OESP, Geral, p. H12
31 de Dez de 2003
Transgênicos e polêmica no congresso
Governo libera 2 safras de soja modificada, mas não define lei de biossegurança
Briga de ministros, declarações do Vaticano, caminhões barrados, pesquisas paralisadas e duas safras de semente transgênica contrabandeada autorizadas por medida provisória. 2003 foi o ano mais polêmico dos organismos geneticamente modificados (OGMs) no Brasil. Havia a expectativa de que a questão seria resolvida com o projeto de lei de biossegurança, enviado ao Congresso em outubro. Mas o regime de urgência, que exigia votação até o fim do ano, foi retirado no início de dezembro.

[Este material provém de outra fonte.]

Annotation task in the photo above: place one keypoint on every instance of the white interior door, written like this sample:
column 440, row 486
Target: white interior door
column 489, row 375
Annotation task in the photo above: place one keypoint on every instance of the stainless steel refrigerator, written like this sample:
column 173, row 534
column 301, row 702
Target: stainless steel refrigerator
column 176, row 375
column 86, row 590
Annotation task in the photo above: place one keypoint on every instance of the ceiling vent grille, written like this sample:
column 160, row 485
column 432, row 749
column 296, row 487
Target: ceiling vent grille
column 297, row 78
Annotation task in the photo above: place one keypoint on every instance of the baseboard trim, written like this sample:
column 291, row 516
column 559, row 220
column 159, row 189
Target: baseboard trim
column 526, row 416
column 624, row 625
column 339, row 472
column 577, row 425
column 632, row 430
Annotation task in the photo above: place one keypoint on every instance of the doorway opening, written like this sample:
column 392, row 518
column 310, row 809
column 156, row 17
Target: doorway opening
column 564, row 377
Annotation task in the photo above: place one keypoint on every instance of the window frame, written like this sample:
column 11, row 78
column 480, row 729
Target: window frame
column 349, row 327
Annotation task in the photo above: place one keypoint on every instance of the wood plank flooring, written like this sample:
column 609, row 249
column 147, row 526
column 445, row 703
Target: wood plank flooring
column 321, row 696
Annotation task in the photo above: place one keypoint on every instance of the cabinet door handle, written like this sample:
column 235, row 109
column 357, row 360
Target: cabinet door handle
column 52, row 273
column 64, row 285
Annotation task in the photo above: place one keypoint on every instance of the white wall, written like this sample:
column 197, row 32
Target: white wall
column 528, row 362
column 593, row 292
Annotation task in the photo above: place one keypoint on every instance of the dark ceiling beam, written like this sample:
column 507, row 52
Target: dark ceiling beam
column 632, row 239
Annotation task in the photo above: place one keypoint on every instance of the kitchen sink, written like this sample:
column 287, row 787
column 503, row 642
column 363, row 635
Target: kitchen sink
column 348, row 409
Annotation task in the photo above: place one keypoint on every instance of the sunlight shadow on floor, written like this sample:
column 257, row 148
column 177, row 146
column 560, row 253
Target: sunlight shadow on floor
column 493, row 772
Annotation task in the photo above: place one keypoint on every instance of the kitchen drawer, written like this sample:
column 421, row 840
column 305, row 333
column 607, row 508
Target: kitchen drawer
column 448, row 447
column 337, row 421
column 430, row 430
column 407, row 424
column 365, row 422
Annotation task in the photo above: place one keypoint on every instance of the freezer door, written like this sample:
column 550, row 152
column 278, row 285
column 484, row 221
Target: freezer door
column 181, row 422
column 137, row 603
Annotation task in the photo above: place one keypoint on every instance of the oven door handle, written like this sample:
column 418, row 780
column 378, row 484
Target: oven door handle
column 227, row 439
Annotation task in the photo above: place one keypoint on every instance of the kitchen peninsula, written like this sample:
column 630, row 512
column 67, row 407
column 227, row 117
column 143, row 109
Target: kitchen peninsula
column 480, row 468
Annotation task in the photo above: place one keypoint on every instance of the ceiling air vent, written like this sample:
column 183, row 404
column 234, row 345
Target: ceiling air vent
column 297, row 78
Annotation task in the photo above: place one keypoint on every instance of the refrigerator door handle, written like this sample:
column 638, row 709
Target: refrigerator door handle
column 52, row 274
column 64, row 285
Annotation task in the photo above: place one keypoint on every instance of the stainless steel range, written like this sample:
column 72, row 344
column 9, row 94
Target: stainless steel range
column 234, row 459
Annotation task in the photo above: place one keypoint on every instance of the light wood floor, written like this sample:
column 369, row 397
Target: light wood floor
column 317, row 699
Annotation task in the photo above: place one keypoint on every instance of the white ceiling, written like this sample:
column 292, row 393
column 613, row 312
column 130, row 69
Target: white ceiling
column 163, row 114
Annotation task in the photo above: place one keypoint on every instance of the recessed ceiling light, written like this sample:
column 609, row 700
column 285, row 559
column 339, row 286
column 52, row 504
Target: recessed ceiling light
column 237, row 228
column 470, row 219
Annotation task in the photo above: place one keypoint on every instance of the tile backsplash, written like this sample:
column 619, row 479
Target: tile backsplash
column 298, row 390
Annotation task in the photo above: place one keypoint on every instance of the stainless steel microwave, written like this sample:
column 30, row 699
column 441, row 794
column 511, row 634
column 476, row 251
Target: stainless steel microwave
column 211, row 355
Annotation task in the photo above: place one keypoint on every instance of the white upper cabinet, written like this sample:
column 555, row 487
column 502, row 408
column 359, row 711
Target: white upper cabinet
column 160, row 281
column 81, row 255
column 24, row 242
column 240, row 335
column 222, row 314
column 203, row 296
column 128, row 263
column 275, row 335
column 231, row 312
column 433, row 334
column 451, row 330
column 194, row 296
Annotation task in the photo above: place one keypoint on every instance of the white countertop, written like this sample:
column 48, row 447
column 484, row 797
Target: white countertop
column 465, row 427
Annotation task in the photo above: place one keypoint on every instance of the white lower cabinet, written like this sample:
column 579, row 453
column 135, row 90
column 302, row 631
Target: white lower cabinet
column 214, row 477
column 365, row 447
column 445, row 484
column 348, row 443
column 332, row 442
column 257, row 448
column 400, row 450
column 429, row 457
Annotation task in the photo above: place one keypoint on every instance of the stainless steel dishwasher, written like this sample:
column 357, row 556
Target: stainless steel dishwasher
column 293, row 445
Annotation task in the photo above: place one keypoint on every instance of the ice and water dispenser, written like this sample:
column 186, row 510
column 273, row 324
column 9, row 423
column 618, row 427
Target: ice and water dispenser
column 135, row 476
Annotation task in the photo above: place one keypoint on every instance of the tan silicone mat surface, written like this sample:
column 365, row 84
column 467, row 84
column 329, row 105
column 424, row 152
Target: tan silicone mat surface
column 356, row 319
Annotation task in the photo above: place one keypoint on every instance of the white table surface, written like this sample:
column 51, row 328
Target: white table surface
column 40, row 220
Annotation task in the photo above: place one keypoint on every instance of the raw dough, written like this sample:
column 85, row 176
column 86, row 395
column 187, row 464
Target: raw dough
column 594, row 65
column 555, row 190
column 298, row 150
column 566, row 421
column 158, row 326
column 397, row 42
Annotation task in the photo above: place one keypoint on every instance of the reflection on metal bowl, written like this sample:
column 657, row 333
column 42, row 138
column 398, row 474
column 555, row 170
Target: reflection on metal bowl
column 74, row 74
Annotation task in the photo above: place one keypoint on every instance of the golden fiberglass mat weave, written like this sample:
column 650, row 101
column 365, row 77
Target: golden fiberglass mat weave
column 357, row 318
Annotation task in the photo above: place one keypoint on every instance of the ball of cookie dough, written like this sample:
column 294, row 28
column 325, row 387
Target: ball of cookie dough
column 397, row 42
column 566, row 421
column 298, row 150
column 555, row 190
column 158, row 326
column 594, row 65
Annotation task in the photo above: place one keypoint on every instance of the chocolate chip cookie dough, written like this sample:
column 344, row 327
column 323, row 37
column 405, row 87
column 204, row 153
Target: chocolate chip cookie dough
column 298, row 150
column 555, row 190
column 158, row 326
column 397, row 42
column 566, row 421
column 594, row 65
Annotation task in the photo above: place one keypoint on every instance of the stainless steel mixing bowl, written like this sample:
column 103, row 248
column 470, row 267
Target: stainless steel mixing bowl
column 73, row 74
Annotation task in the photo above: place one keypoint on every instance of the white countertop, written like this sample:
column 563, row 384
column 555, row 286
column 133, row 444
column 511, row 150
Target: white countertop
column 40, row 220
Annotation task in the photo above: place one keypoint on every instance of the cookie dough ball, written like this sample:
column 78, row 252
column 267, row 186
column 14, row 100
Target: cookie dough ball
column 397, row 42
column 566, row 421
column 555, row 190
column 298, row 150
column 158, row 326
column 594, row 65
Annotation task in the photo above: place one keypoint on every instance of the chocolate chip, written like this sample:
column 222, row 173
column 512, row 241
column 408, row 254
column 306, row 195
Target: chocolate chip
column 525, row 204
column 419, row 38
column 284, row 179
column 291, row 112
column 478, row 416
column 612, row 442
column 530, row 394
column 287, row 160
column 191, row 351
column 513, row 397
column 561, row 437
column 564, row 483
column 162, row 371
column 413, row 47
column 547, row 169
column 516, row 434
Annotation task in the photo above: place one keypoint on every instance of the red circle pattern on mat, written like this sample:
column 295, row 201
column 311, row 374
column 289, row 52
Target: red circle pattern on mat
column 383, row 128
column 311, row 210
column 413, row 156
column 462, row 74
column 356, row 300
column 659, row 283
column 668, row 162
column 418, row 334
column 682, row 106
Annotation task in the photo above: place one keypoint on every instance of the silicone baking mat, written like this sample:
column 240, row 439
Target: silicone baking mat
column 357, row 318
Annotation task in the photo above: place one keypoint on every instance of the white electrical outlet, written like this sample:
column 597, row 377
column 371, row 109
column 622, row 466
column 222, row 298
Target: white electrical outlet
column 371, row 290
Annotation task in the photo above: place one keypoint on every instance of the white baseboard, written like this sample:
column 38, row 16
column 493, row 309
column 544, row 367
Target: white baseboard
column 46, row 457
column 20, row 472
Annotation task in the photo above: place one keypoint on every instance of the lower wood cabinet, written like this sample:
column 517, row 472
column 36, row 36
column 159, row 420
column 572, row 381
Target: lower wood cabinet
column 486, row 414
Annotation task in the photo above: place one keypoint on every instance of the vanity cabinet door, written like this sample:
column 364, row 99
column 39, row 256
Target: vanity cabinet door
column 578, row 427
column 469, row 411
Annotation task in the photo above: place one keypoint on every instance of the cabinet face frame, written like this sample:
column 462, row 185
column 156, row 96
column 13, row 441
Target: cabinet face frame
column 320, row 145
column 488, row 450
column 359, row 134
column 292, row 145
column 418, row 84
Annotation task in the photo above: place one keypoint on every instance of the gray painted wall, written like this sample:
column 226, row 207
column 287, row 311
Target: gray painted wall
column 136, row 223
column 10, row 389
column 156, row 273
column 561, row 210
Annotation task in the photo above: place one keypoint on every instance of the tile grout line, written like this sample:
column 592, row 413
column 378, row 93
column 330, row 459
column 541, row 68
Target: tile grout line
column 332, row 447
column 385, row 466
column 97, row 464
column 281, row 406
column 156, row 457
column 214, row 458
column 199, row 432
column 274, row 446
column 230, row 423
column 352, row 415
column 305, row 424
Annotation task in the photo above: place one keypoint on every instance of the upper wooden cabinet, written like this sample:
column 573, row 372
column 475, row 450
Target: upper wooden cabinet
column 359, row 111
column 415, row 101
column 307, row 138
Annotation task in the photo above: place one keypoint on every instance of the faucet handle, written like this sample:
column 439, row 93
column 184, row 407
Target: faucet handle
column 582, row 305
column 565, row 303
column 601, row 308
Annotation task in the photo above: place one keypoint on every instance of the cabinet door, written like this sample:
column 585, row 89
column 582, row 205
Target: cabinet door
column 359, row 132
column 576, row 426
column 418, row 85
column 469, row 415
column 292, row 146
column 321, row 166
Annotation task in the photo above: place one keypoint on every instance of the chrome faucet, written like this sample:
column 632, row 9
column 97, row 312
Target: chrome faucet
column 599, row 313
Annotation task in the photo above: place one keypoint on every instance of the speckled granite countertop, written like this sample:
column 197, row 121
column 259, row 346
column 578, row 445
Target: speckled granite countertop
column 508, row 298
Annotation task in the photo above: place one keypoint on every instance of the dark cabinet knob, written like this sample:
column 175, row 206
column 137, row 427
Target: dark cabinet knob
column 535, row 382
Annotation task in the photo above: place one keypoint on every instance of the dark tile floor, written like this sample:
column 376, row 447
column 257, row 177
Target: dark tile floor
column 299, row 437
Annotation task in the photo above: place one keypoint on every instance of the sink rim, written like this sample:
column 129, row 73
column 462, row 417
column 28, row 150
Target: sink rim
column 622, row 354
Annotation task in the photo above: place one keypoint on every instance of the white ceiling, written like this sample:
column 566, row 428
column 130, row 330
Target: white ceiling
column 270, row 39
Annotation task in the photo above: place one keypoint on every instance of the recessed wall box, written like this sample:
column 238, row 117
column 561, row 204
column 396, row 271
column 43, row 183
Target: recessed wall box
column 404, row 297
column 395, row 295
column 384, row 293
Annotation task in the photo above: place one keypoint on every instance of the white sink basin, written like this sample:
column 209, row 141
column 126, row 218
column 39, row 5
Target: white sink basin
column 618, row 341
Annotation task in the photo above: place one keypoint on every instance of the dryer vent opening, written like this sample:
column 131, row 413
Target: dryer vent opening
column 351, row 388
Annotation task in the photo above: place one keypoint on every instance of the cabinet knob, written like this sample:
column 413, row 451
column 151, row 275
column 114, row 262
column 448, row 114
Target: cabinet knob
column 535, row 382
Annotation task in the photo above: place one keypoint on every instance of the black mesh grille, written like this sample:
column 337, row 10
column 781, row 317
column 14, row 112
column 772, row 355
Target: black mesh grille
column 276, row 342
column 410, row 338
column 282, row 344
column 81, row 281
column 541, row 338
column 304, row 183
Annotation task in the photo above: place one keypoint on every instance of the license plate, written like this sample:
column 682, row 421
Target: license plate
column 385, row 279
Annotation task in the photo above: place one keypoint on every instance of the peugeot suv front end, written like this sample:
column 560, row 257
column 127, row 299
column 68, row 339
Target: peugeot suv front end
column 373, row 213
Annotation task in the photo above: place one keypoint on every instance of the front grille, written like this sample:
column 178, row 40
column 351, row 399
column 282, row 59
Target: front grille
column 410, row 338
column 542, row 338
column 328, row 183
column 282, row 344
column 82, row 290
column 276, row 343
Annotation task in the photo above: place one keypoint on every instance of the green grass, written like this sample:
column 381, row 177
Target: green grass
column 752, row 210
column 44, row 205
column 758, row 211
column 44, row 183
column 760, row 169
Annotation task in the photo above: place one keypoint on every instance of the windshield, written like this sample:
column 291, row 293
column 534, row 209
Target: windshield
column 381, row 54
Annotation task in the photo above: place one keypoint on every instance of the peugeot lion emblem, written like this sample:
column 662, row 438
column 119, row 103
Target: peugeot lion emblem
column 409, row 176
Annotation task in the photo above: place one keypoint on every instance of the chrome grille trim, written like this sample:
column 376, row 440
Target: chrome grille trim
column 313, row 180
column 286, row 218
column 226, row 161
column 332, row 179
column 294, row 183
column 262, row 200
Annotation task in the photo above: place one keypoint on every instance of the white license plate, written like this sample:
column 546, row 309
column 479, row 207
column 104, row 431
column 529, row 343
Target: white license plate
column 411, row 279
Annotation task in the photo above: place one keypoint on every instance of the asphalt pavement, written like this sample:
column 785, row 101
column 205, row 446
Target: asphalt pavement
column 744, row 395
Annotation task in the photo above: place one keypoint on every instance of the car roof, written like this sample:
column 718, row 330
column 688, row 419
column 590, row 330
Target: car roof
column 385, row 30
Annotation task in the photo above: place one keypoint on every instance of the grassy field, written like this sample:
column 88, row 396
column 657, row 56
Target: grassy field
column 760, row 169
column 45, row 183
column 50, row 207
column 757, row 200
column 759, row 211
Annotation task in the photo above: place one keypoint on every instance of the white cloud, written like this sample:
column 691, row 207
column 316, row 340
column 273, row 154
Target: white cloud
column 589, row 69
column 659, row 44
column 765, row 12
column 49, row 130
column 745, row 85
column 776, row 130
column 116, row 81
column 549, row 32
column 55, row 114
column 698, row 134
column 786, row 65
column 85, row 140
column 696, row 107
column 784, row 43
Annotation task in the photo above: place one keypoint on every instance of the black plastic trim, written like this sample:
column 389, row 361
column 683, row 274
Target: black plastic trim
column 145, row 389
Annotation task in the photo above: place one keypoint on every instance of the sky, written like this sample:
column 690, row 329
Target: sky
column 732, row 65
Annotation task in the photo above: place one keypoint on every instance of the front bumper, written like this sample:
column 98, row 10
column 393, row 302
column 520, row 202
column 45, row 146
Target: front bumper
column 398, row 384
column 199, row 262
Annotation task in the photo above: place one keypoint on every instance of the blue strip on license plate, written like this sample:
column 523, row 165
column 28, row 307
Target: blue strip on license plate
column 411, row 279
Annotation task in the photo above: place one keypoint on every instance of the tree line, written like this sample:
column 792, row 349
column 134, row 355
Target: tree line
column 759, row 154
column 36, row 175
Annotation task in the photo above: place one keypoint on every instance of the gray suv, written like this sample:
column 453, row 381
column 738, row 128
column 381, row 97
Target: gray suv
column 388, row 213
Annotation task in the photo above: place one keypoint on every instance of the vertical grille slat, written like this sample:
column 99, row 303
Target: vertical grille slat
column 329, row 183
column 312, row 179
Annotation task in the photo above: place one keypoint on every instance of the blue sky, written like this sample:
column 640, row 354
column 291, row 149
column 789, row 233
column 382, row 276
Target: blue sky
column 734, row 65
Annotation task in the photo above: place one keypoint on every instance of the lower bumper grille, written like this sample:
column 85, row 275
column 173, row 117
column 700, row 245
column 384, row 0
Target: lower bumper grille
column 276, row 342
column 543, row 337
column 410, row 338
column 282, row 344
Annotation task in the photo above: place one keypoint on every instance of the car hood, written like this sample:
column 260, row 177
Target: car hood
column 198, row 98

O ano foi marcado pela disputa entre os Ministérios do Meio Ambiente, contrário aos transgênicos, e o da Agricultura, favorável aos OGMs. Mesmo a criação de uma comissão interministerial, em fevereiro, não produziu consenso sobre questões como a competência da Comissão Técnica Nacional de Biossegurança (CTNBio). A briga continuou no Tribunal Regional Federal de Brasília, onde corre o processo sobre o parecer da CTNBio em favor da soja geneticamente modificada.
O plantio ilegal tornou-se evidente, principalmente no Rio Grande do Sul. Com uma safra de soja transgênica avaliada em R$ 1 bilhão, o governo editou a Medida Provisória 113, autorizando sua comercialização para consumo humano e animal. Com a MP 131, repetiu o processo para a safra 2003/2004. Para fins de rotulagem, reduziu a tolerância de transgênicos nos alimentos de 4% para 1% e regulamentou o licenciamento de pesquisas com OGMs, mas as regras foram consideradas impraticáveis pelos cientistas, muitos dos quais continuaram com suas pesquisas paralisadas.
Em outubro, o Paraná aprovou lei proibindo os plantio, importação e comercialização de transgênicos no Estado até 2006. Centenas de caminhões com soja de outros Estados a caminho do Porto de Paranaguá foram barrados na fronteira para ser inspecionados. No início de dezembro, o Supremo Tribunal Federal julgou a lei inconstitucional.
Para apimentar a polêmica, o Vaticano fez pronunciamentos favoráveis aos transgênicos. Já a Monsanto, dona da patente sobre a soja transgênica, disse que assume a responsabilidade sobre a segurança do produto, mas deixou claro que cobrará royalties sobre ele. (H.E.)